When I was away in Tobermory there was a constant warm wind blowing.  It was especially prevalent on Election Day and in fact, the winds of change blew through Ottawa and beyond.  Most of the time the wind was gentle and soothing, but on occasion it whipped up into something approaching violence.

Since I’ve been home the winds seem to be shifting…making it difficult to point to one direction or another.  The leaves get whipped around, the dogs can’t seem to settle.  I’m having difficulty sleeping, which happens when the seasons change.  I can’t seem to settle…when I walk I feel connected and aware.  I’ve been walking at my usual morning time and again through the day, and I still can’t seem to settle.
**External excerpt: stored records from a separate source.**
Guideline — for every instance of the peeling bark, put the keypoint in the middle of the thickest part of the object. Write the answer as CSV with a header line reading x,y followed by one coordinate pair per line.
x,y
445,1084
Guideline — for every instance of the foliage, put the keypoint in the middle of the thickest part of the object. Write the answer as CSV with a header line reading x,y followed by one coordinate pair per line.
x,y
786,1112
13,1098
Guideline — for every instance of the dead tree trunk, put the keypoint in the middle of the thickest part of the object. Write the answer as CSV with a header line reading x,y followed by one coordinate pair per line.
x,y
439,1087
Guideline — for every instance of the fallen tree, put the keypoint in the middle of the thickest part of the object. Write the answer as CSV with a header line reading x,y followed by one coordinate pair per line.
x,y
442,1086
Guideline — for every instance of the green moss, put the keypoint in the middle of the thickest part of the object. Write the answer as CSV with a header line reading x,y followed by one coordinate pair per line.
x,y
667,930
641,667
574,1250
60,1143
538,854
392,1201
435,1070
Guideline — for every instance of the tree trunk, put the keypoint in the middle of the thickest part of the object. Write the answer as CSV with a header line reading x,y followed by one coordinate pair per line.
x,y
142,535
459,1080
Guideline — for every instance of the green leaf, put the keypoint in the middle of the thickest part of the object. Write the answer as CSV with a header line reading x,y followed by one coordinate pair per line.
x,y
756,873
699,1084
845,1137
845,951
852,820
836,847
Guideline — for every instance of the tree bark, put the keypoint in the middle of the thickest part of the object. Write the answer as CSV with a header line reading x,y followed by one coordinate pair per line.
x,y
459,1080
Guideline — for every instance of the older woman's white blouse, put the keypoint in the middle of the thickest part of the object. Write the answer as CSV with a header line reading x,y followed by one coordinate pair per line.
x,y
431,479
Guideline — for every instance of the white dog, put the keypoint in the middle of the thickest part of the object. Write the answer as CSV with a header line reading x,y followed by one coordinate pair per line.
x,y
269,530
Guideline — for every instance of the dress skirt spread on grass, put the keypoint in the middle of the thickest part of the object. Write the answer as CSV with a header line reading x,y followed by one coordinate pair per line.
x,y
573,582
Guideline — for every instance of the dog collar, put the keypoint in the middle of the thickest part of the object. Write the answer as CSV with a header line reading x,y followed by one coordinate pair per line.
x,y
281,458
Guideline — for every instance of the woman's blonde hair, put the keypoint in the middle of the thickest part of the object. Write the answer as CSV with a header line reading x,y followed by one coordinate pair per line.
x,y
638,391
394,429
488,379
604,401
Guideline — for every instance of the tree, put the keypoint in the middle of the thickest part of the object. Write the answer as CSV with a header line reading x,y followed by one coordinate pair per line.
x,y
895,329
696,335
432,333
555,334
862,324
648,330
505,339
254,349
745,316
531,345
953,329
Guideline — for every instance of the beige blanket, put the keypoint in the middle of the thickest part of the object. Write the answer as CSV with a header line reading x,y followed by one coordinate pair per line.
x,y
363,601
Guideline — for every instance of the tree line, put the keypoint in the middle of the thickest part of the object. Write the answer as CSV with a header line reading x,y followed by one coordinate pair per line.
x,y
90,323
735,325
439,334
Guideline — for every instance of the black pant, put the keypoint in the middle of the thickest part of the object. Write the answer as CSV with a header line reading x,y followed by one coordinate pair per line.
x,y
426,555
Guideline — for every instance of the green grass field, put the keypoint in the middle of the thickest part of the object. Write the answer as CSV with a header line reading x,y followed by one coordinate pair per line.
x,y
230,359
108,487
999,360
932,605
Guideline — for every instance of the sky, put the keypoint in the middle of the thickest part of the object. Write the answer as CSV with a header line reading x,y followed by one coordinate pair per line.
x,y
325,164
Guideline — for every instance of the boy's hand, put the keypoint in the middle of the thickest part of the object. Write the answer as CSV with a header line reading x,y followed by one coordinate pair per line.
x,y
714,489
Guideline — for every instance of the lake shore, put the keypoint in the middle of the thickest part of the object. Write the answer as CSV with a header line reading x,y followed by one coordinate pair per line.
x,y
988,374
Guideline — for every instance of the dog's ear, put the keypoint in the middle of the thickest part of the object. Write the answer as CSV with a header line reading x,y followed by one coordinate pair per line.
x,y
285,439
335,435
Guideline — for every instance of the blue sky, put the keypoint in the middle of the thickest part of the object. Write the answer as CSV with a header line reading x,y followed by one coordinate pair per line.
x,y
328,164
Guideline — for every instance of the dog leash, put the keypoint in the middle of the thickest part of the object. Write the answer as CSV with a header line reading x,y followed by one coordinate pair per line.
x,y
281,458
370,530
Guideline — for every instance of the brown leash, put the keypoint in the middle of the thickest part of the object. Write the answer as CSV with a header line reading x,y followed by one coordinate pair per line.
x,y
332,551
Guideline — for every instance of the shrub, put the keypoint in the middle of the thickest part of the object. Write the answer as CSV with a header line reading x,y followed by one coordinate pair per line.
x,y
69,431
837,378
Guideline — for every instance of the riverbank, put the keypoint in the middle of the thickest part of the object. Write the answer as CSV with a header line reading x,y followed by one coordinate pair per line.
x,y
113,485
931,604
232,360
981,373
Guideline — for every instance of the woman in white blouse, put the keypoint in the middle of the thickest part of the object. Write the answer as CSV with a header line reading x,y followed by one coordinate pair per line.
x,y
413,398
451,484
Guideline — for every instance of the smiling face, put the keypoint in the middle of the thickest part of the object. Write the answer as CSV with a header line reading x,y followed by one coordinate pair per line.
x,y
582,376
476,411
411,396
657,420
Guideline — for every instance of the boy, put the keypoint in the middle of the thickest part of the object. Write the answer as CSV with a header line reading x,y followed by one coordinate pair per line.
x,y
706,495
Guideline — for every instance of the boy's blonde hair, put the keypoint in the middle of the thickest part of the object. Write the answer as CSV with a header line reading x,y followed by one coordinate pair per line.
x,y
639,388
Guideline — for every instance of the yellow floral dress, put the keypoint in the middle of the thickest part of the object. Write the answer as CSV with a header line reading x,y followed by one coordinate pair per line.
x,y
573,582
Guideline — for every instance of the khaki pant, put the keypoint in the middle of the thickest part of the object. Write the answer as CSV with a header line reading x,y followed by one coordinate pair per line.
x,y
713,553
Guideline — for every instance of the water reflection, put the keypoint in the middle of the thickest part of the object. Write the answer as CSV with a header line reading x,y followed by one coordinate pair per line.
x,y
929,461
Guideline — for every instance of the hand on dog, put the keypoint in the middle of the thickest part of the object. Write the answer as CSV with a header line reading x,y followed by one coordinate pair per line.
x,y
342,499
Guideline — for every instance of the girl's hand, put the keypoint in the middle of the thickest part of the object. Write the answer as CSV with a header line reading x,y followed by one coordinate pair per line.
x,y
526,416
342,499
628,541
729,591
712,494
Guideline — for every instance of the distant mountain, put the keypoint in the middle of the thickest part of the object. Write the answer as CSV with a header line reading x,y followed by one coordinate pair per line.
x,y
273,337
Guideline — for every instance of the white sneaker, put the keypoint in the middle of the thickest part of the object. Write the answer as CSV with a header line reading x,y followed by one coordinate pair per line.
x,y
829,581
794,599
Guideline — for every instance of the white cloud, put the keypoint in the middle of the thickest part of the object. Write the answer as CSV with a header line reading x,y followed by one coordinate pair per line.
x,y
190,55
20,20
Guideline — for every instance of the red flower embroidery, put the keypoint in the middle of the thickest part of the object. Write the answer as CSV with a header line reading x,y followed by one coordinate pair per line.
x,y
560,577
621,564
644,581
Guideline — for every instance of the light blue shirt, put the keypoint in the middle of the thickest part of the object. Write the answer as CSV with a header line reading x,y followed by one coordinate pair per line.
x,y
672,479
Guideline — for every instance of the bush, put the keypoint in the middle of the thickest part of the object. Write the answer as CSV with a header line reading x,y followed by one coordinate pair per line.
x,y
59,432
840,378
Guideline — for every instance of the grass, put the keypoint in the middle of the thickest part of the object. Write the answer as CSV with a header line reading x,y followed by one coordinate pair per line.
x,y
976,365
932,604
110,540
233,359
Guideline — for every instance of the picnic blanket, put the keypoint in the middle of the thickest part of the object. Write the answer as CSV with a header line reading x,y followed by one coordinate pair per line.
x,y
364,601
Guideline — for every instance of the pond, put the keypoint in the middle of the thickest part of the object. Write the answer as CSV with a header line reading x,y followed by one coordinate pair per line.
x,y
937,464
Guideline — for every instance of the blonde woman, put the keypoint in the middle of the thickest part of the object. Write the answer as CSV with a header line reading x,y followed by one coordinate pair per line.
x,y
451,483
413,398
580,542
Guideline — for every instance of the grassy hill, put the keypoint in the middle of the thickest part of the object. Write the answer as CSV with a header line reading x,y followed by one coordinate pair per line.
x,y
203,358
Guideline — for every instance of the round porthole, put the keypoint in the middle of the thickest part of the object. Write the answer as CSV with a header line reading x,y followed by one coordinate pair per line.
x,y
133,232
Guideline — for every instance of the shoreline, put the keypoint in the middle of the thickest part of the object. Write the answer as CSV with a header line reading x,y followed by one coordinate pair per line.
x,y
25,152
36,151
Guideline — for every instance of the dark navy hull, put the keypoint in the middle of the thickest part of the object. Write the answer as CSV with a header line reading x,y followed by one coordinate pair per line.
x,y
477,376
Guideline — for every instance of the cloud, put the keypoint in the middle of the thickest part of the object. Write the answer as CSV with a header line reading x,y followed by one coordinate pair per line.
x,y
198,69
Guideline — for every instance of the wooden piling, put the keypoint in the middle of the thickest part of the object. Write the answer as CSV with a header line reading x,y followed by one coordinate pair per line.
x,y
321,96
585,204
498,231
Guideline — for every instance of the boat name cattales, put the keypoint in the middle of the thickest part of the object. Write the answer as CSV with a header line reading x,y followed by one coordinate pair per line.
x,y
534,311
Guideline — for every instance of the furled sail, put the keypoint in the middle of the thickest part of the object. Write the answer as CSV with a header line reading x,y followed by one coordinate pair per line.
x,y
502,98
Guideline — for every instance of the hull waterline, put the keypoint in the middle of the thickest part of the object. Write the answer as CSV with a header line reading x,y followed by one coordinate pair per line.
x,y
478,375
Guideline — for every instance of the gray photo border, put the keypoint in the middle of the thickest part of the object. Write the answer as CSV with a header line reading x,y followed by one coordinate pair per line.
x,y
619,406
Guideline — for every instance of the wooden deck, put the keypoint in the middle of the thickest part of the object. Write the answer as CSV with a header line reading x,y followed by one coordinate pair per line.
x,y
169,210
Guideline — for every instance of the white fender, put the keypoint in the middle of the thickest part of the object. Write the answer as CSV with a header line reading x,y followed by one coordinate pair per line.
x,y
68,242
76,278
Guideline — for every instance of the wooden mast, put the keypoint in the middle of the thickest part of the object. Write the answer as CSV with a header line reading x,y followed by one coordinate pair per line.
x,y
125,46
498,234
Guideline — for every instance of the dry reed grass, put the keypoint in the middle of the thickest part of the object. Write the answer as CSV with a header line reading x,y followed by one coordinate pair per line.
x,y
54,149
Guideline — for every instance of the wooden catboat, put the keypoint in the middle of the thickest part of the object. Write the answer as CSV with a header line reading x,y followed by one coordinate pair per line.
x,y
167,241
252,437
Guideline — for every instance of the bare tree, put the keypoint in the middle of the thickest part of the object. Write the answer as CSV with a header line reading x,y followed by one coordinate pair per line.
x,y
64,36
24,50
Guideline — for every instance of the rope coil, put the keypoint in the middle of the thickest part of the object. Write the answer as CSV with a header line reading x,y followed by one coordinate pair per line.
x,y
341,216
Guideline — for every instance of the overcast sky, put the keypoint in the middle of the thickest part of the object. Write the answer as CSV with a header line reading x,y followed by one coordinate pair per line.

My neck, head, face and jaw are in agony.  I’m going to see my RMT tonight and hopefully she can help relieve some of the pressure that is crowding my head.

The temperatures have been significantly above seasonal for this time of year.  I’ve yet to wear a pair of gloves and it’s November…strange.  But wonderful at the same time.

I’ve heard the word “El Nino” described for this winter…while that may mean above seasonal temperatures it can also mean more freezing rain than usual.  And that’s not good.  I’m not a fan of freezing rain.

This Sunday is Remembrance Sunday at the Church and I’m feeling a mixture of anxiety, sadness and pride.  There is so much to be said about the sacrifice of the women and men of the Canadian Armed Forces.  There is much to be said for the sacrifices of the soldiers who fight today.  And there’s the overwhelming need and desire for peace.  At heart I am a pacifist and yet I come from a proud military heritage.  And therein lies the tension.

I pray that God will be with me as I open my heart to preach.  I pray I will find the balance of that which unsettles me.  And I pray I will find the strength to heed the winds of change as they blow through my community, my life and my soul.